Here are a few top blockchain investments that have seen exponential growth:
- Coinbase Global Inc. (COIN)
Coinbase was launched in 2012 to enable investors to buy, sell, and exchange digital assets while educating them. Coinbase has rapidly transformed from a launchpad for crypto newbies to a mega blockchain firm.
Operating as a crypto exchange for retail and institutional investors, Coinbase also serves as a crypto custodial service provider that helps legacy-backed businesses to buy and store their digital assets in cold storage wallets. Coinbase has since seen its user base swell to over 73 million in the last year.
- Canaan Inc. (CAN)
Canaan is a provider of high-performance Bitcoin mining hardware. The company manufactures Bitcoin mining hardware, especially the application-specific integrated circuit (ASIC) miners. Also listed on Nasdaq, Canaan has a one-year trailing return of 24.7%, showing huge potential for the future.
- Chainalysis
Chainalysis is a New York-based blockchain analytics firm. The company is notable for its blockchain monitoring solutions that help governments and security agencies track down illegal activities in the crypto space.
- Hive Blockchain Technologies Ltd.
Hive Blockchain Technologies is a crypto mining company based in Canada. Hive is an ESG-minded company that uses 100% green energy to mine Bitcoin and other digital assets.

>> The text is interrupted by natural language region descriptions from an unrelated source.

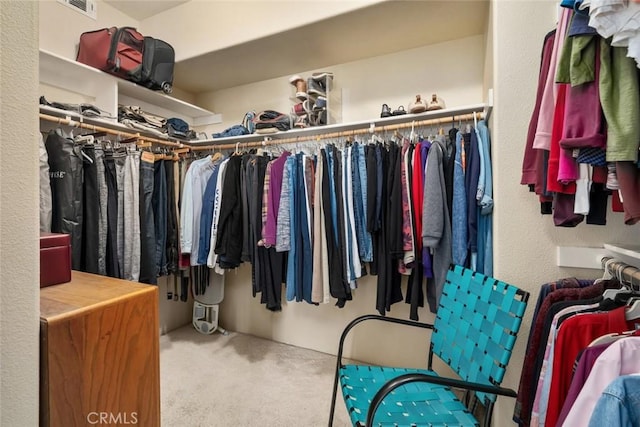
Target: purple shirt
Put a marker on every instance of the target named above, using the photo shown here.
(275, 189)
(587, 359)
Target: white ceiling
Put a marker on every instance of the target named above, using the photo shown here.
(143, 9)
(380, 29)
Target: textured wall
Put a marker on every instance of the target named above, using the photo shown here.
(363, 86)
(394, 79)
(63, 39)
(201, 26)
(19, 277)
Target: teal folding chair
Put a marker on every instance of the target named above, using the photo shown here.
(474, 333)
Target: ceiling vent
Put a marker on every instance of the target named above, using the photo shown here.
(86, 7)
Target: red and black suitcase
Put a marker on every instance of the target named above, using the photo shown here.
(118, 51)
(158, 61)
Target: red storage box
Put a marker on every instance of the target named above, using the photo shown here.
(55, 259)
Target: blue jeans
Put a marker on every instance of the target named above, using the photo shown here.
(459, 217)
(619, 403)
(305, 262)
(159, 202)
(359, 175)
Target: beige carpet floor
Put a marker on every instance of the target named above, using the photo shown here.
(240, 380)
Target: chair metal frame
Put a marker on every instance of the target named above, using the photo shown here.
(407, 378)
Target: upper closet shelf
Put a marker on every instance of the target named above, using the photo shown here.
(107, 90)
(451, 115)
(627, 253)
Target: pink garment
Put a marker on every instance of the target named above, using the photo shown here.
(542, 140)
(621, 358)
(530, 159)
(553, 184)
(273, 200)
(629, 181)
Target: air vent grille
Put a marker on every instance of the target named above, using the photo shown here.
(86, 7)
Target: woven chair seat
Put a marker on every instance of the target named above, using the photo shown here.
(415, 401)
(474, 332)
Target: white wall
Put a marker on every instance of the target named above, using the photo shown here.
(201, 26)
(61, 26)
(365, 85)
(525, 241)
(19, 261)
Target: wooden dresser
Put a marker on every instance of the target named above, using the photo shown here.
(99, 353)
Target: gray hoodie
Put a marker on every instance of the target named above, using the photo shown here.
(436, 228)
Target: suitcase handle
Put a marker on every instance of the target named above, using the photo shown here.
(114, 47)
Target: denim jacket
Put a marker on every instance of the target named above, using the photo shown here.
(619, 404)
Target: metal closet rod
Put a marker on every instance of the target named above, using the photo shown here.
(94, 128)
(340, 134)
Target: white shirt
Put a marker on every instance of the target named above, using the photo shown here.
(622, 357)
(186, 209)
(213, 257)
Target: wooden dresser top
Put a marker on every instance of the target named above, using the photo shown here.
(86, 292)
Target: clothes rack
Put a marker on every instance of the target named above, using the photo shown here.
(623, 271)
(341, 134)
(79, 124)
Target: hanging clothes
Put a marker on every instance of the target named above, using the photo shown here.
(65, 171)
(229, 239)
(436, 228)
(148, 267)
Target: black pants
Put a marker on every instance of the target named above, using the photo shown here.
(112, 267)
(172, 220)
(148, 270)
(65, 171)
(159, 203)
(91, 214)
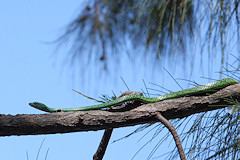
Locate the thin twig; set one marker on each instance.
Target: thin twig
(174, 133)
(103, 145)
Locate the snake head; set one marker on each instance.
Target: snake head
(39, 106)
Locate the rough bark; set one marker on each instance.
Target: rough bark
(64, 122)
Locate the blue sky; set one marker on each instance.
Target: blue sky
(30, 71)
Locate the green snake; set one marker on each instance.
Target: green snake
(207, 88)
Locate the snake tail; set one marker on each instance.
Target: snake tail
(207, 88)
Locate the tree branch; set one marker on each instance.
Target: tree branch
(65, 122)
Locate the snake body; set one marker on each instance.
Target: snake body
(207, 88)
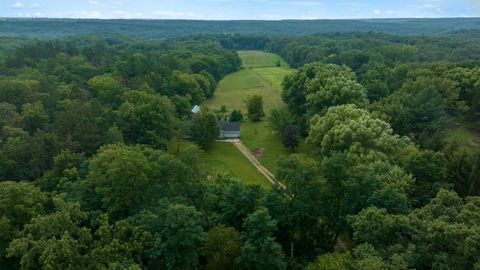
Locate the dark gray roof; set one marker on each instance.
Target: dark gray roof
(229, 126)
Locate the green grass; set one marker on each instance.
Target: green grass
(258, 135)
(255, 59)
(259, 76)
(224, 158)
(234, 89)
(465, 135)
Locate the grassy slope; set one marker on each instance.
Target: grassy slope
(224, 159)
(465, 135)
(266, 81)
(260, 136)
(257, 59)
(260, 75)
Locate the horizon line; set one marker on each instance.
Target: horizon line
(230, 20)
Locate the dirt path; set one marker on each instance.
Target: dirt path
(244, 150)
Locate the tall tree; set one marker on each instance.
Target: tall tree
(260, 250)
(222, 248)
(254, 104)
(146, 118)
(204, 129)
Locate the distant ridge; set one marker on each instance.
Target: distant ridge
(158, 29)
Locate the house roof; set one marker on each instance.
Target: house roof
(229, 126)
(196, 109)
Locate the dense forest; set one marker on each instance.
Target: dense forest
(88, 180)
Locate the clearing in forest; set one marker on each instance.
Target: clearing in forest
(262, 77)
(259, 76)
(257, 59)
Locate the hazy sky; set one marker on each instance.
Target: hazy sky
(239, 9)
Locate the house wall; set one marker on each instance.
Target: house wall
(230, 134)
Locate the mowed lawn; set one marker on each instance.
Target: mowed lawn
(260, 75)
(224, 158)
(465, 135)
(235, 88)
(260, 59)
(259, 136)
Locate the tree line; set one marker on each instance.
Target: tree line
(88, 180)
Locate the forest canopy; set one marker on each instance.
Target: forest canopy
(89, 180)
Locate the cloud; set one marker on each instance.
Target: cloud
(31, 15)
(18, 5)
(163, 14)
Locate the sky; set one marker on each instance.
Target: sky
(239, 9)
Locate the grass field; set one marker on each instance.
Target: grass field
(223, 158)
(255, 59)
(234, 89)
(465, 135)
(259, 135)
(260, 75)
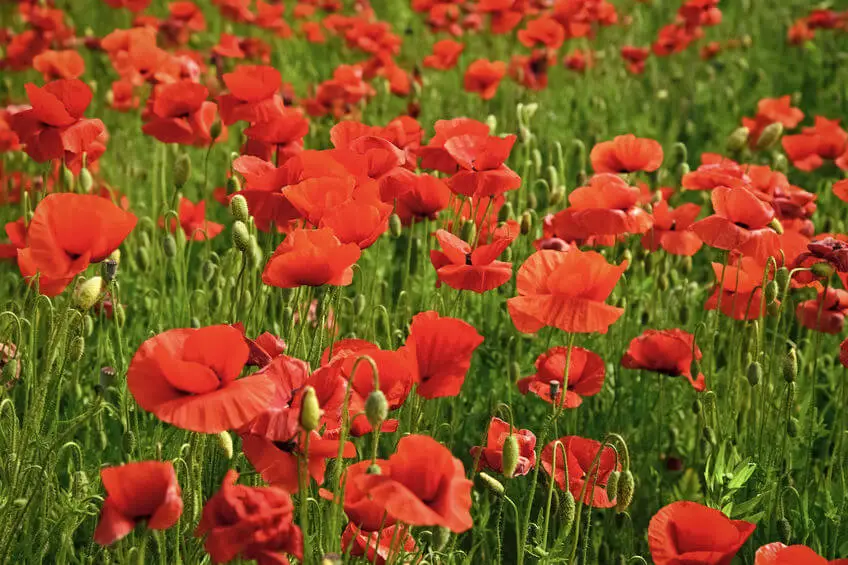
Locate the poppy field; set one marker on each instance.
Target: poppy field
(506, 282)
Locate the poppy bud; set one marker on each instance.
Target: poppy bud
(395, 225)
(492, 483)
(784, 530)
(238, 208)
(612, 485)
(76, 349)
(509, 456)
(755, 373)
(88, 293)
(792, 427)
(241, 237)
(376, 408)
(86, 182)
(67, 178)
(182, 170)
(626, 486)
(790, 366)
(526, 223)
(225, 441)
(169, 246)
(310, 411)
(129, 441)
(769, 136)
(738, 139)
(771, 292)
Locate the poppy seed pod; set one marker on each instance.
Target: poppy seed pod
(225, 441)
(310, 411)
(238, 208)
(85, 180)
(376, 408)
(182, 170)
(88, 293)
(241, 237)
(509, 456)
(769, 136)
(790, 366)
(492, 483)
(737, 140)
(626, 487)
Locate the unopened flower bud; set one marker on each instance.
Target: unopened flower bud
(238, 208)
(241, 237)
(769, 136)
(310, 411)
(376, 408)
(509, 455)
(88, 293)
(182, 170)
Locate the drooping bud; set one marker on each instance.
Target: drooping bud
(88, 293)
(241, 237)
(310, 410)
(509, 455)
(770, 136)
(238, 208)
(376, 408)
(182, 170)
(790, 366)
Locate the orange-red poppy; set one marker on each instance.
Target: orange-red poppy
(311, 258)
(441, 350)
(491, 454)
(251, 523)
(585, 369)
(566, 291)
(462, 267)
(483, 77)
(189, 378)
(585, 478)
(626, 154)
(146, 492)
(668, 352)
(676, 535)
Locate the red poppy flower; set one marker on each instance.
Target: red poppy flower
(311, 258)
(779, 554)
(826, 313)
(566, 291)
(671, 230)
(463, 268)
(54, 125)
(69, 231)
(686, 532)
(59, 64)
(491, 455)
(250, 523)
(193, 221)
(392, 541)
(607, 206)
(741, 222)
(668, 352)
(422, 484)
(253, 94)
(483, 77)
(582, 474)
(146, 491)
(274, 443)
(809, 149)
(626, 154)
(445, 55)
(189, 378)
(441, 348)
(586, 372)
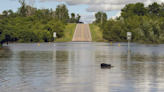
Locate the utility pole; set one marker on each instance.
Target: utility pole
(101, 19)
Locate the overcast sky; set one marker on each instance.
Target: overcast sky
(86, 8)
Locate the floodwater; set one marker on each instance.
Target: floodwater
(75, 67)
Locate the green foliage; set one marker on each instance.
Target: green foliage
(62, 13)
(145, 23)
(30, 24)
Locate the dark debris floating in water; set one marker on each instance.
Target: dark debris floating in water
(104, 65)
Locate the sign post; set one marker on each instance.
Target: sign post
(129, 34)
(54, 35)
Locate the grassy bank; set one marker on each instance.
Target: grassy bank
(69, 31)
(96, 32)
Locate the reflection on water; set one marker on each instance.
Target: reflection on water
(75, 67)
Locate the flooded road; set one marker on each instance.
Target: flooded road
(75, 67)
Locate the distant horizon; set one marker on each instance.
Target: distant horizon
(86, 9)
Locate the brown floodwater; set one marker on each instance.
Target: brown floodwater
(75, 67)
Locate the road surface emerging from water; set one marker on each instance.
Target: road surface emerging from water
(82, 33)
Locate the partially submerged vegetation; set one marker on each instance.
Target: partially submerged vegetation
(96, 33)
(30, 24)
(68, 33)
(145, 23)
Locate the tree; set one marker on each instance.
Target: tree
(30, 8)
(154, 9)
(62, 13)
(5, 13)
(78, 18)
(139, 9)
(72, 19)
(23, 9)
(98, 16)
(127, 11)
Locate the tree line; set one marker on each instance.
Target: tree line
(29, 24)
(145, 23)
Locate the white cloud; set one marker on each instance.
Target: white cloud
(87, 18)
(104, 5)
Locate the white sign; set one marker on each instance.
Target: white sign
(54, 34)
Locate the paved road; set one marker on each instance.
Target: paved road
(82, 33)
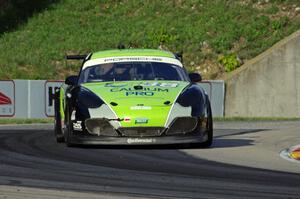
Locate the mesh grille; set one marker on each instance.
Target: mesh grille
(141, 131)
(100, 126)
(182, 125)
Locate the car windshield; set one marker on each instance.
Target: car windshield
(127, 71)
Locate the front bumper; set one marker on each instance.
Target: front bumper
(161, 140)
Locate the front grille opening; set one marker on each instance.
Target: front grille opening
(182, 125)
(100, 126)
(141, 131)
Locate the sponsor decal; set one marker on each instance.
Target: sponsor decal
(50, 88)
(127, 119)
(73, 115)
(4, 100)
(7, 98)
(160, 84)
(140, 140)
(291, 154)
(140, 108)
(148, 88)
(113, 85)
(77, 126)
(139, 93)
(141, 120)
(120, 59)
(144, 89)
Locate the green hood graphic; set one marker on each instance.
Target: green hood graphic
(139, 103)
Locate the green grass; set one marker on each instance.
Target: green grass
(35, 47)
(24, 121)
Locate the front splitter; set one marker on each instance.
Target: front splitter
(292, 154)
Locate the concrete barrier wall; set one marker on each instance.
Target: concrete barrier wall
(35, 98)
(268, 85)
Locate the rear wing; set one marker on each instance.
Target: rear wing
(77, 57)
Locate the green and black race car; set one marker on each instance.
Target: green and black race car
(132, 96)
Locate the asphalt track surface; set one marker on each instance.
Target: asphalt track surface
(33, 165)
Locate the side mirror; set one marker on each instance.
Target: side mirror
(71, 80)
(195, 77)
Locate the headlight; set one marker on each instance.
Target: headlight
(193, 97)
(89, 99)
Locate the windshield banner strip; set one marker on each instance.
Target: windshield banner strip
(131, 59)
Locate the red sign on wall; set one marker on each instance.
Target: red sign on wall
(7, 98)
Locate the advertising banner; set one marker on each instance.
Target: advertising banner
(7, 98)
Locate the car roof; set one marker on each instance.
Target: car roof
(132, 52)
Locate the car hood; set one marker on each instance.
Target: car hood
(139, 103)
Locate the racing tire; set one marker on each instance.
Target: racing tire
(58, 131)
(68, 129)
(209, 129)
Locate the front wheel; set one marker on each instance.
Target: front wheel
(68, 129)
(58, 131)
(209, 128)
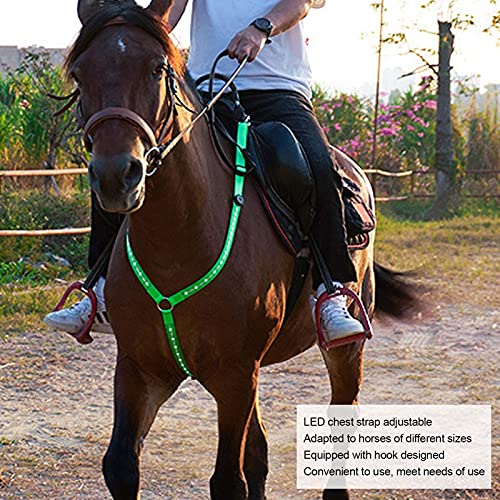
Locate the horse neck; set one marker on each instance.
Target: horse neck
(186, 207)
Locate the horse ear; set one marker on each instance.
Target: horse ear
(160, 8)
(87, 8)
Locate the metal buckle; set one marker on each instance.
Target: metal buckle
(153, 157)
(167, 302)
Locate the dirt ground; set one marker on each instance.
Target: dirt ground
(56, 408)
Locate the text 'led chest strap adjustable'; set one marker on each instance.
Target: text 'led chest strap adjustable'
(166, 304)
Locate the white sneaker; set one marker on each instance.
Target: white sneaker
(336, 321)
(72, 319)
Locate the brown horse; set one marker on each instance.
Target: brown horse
(177, 221)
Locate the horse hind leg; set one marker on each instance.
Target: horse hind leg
(344, 365)
(236, 396)
(137, 400)
(256, 457)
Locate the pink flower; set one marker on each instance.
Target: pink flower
(386, 131)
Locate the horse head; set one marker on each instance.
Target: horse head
(121, 63)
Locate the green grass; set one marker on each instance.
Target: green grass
(458, 257)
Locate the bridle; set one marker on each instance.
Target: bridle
(159, 148)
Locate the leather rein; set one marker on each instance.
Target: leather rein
(158, 148)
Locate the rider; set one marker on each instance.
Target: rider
(274, 87)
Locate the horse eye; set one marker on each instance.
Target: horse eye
(74, 77)
(159, 72)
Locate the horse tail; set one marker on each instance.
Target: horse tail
(395, 294)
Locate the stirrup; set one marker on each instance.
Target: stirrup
(82, 336)
(365, 320)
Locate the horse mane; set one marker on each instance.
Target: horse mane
(134, 15)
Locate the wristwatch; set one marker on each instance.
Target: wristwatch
(264, 25)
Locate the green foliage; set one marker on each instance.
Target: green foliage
(30, 135)
(406, 125)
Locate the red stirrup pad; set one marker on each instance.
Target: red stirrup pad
(365, 320)
(83, 336)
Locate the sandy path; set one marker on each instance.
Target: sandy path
(56, 411)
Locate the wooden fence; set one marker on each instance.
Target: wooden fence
(372, 173)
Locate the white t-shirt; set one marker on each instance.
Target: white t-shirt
(281, 65)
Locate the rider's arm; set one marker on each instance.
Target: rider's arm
(177, 9)
(286, 14)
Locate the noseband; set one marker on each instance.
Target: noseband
(129, 116)
(118, 113)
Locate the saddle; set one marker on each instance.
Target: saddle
(286, 188)
(285, 184)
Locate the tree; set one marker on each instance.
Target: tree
(450, 18)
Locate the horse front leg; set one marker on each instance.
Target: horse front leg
(137, 399)
(345, 369)
(256, 457)
(235, 394)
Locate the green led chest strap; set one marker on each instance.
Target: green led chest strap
(167, 304)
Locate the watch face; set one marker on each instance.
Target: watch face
(263, 24)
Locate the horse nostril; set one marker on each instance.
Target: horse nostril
(134, 174)
(93, 179)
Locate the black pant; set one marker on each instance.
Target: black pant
(295, 111)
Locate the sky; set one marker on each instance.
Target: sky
(343, 39)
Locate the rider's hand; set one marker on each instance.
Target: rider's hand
(248, 42)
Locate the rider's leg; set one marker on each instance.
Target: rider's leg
(104, 227)
(296, 111)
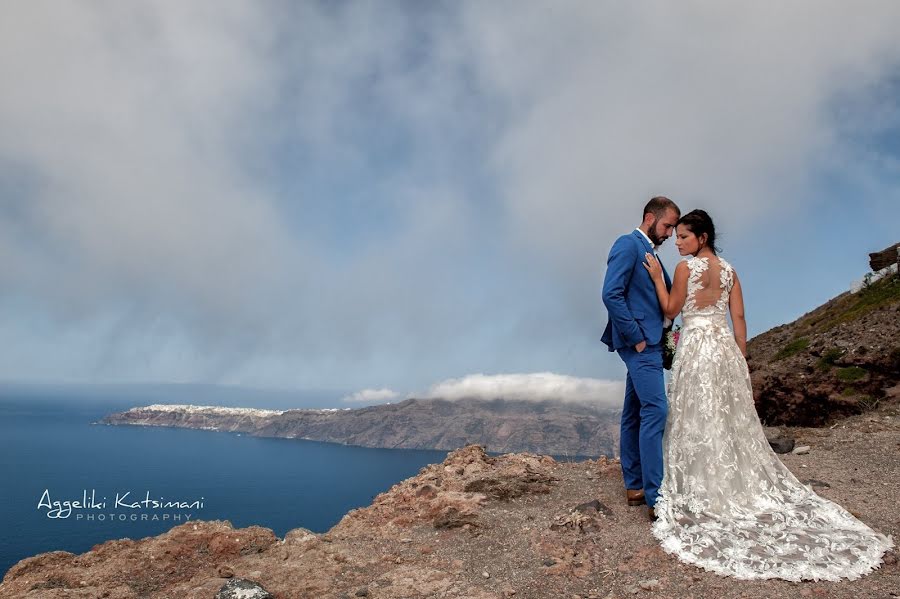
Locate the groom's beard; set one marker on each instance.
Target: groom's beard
(653, 236)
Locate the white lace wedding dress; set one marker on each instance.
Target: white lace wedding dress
(727, 503)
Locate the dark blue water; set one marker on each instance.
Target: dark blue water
(49, 444)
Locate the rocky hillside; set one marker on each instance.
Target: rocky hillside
(481, 527)
(842, 358)
(550, 427)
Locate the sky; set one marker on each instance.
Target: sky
(378, 197)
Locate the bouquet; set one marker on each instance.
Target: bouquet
(671, 345)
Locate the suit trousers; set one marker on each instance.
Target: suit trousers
(643, 420)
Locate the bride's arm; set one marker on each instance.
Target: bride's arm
(736, 306)
(672, 301)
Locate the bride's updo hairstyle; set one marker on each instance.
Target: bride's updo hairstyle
(699, 222)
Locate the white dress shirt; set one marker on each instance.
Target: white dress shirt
(666, 322)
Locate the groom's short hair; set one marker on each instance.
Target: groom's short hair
(657, 207)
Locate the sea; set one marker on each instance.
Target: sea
(68, 484)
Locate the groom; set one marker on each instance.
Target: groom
(635, 330)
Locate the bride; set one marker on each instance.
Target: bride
(727, 503)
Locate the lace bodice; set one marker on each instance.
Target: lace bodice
(727, 503)
(709, 286)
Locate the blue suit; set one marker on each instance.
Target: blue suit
(634, 316)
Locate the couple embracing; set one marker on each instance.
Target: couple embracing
(718, 496)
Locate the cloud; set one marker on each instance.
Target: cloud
(540, 386)
(288, 194)
(372, 396)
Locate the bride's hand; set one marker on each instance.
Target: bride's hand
(653, 266)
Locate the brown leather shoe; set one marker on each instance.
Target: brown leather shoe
(635, 496)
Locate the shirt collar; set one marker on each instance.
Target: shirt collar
(647, 238)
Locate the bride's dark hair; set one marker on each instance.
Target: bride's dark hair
(699, 222)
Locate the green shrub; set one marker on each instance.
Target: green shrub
(794, 347)
(851, 374)
(868, 402)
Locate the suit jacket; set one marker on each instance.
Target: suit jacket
(630, 296)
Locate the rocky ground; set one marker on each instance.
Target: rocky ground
(835, 361)
(484, 528)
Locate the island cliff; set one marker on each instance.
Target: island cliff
(481, 527)
(550, 427)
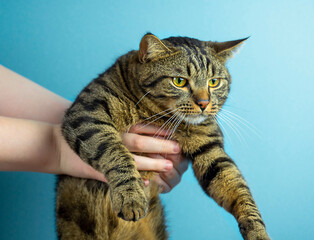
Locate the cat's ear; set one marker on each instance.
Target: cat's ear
(151, 47)
(226, 49)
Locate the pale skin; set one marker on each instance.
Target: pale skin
(31, 140)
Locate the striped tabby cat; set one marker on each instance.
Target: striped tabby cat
(179, 83)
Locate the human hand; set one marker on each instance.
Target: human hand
(162, 156)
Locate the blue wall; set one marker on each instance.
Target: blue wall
(63, 44)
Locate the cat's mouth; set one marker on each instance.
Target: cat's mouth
(194, 119)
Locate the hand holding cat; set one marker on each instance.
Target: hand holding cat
(139, 139)
(27, 141)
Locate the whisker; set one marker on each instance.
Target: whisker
(176, 122)
(157, 114)
(164, 125)
(158, 118)
(233, 127)
(223, 128)
(141, 98)
(244, 122)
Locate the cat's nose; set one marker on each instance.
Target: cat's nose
(202, 104)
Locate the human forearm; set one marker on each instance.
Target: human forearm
(26, 146)
(22, 98)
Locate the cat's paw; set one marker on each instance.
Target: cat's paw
(130, 203)
(253, 230)
(257, 235)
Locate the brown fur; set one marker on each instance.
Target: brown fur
(138, 88)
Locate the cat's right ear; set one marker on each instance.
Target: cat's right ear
(151, 47)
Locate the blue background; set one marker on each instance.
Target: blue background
(62, 45)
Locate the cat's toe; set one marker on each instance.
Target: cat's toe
(130, 206)
(257, 235)
(132, 211)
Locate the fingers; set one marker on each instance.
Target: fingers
(166, 179)
(146, 144)
(152, 163)
(149, 130)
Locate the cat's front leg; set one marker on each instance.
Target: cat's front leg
(96, 140)
(220, 179)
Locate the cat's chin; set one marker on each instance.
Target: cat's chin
(195, 120)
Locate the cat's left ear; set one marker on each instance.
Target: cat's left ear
(226, 49)
(151, 47)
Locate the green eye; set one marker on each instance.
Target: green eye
(179, 82)
(214, 82)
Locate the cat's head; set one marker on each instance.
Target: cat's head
(185, 75)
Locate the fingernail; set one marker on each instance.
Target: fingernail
(168, 165)
(176, 148)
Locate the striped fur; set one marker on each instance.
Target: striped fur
(138, 88)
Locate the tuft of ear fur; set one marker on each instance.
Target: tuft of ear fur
(226, 49)
(151, 47)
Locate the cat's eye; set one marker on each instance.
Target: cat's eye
(179, 82)
(214, 82)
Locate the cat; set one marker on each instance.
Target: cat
(179, 83)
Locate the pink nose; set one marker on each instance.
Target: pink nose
(203, 104)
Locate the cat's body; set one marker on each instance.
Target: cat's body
(177, 83)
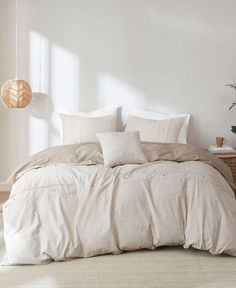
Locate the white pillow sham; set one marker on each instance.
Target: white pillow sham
(81, 127)
(164, 131)
(182, 137)
(121, 148)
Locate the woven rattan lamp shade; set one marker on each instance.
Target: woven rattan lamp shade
(16, 94)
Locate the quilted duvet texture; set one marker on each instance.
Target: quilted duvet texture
(66, 204)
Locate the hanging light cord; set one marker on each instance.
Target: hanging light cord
(16, 39)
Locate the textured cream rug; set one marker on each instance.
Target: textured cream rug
(164, 267)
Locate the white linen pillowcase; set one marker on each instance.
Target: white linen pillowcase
(121, 148)
(182, 137)
(164, 131)
(81, 127)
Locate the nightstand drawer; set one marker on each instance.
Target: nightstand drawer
(231, 162)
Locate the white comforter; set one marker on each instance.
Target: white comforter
(59, 211)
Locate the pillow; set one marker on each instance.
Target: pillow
(82, 127)
(182, 137)
(164, 131)
(121, 148)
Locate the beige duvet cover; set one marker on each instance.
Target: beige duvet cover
(65, 204)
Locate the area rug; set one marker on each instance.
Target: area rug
(165, 267)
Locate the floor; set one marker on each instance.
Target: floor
(169, 267)
(4, 196)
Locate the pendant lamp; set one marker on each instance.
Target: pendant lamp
(16, 93)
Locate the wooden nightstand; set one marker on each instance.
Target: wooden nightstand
(4, 191)
(230, 160)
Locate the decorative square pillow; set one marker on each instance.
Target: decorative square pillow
(81, 127)
(121, 148)
(164, 131)
(183, 133)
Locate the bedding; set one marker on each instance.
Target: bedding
(119, 148)
(165, 131)
(183, 133)
(65, 204)
(81, 127)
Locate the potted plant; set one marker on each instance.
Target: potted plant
(233, 128)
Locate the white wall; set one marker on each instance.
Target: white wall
(170, 56)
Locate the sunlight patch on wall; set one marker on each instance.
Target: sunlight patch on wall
(38, 77)
(113, 91)
(64, 85)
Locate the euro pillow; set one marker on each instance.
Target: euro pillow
(82, 127)
(163, 131)
(121, 148)
(182, 137)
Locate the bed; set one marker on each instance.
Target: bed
(66, 204)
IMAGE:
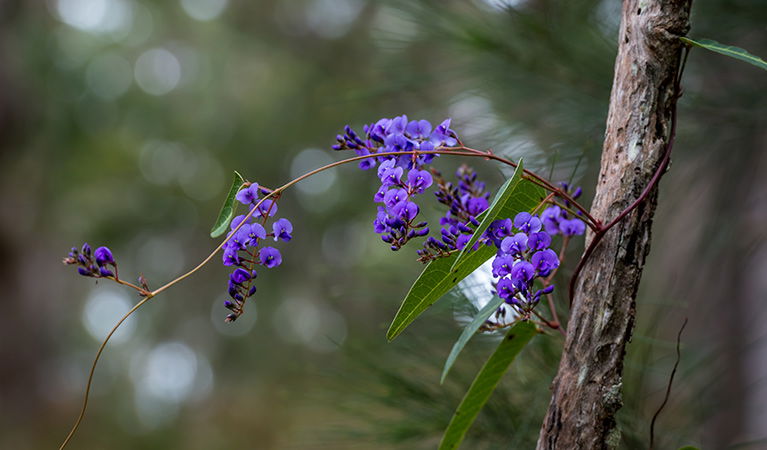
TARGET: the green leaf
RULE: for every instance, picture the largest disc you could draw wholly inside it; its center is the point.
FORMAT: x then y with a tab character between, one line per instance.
227	209
434	282
484	384
728	50
469	331
516	195
443	274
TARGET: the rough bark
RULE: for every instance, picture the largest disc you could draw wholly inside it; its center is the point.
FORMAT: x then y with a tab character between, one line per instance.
587	389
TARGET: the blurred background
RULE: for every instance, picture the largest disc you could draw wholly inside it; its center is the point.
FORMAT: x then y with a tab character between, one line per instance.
122	120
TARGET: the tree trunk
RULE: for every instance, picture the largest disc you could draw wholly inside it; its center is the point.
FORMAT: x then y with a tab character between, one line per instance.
587	389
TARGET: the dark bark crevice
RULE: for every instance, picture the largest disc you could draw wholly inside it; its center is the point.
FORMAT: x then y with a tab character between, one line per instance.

How to Invest in Blockchain
In the UK, the Financial Conduct Authority (FCA) continues to block access for retail investors to exchange traded crypto funds (ETFs), although in the US, Canada and some European countries they are now allowed and are a good vehicle to invest in blockchain currencies. The FCA maintains its concerns regarding cryptocurrencies, which include their extreme volatility and also the lack of a solid basis for their value.
Despite the FCA’s repeated warnings of the risks of crypto investments and banning of digital asset derivatives, UK residents can still buy cryptocurrencies directly on online exchanges such as Coinbase and Gemini. Some exchanges have set up entities in the UK and have received various levels of regulatory approval.
Offshore exchanges also offer online services in the UK with little regulatory oversight.
What is the Future of Blockchain?
Blockchain technology is here to stay! This position is evidenced by the growing migration of several businesses into the sector.
Popular tech company IBM has invested over $200 million in blockchain technology, and over 75% of companies are actively exploring the space.
Blockchain is also revolutionising the areas of finance through decentralised finance (DeFi) and ownership with non-fungible tokens (NFTs). DeFi offers a large number of the unbanked population an avenue to enjoy financial services, while NFTs are used for tokenizing real-world assets.
With its numerous use cases, blockchain technology is the choice for many people and institutions seeking to break the monopoly of centralised systems. As the world migrates to a more decentralised reality, blockchain could transform our world as the internet did in the 1990s.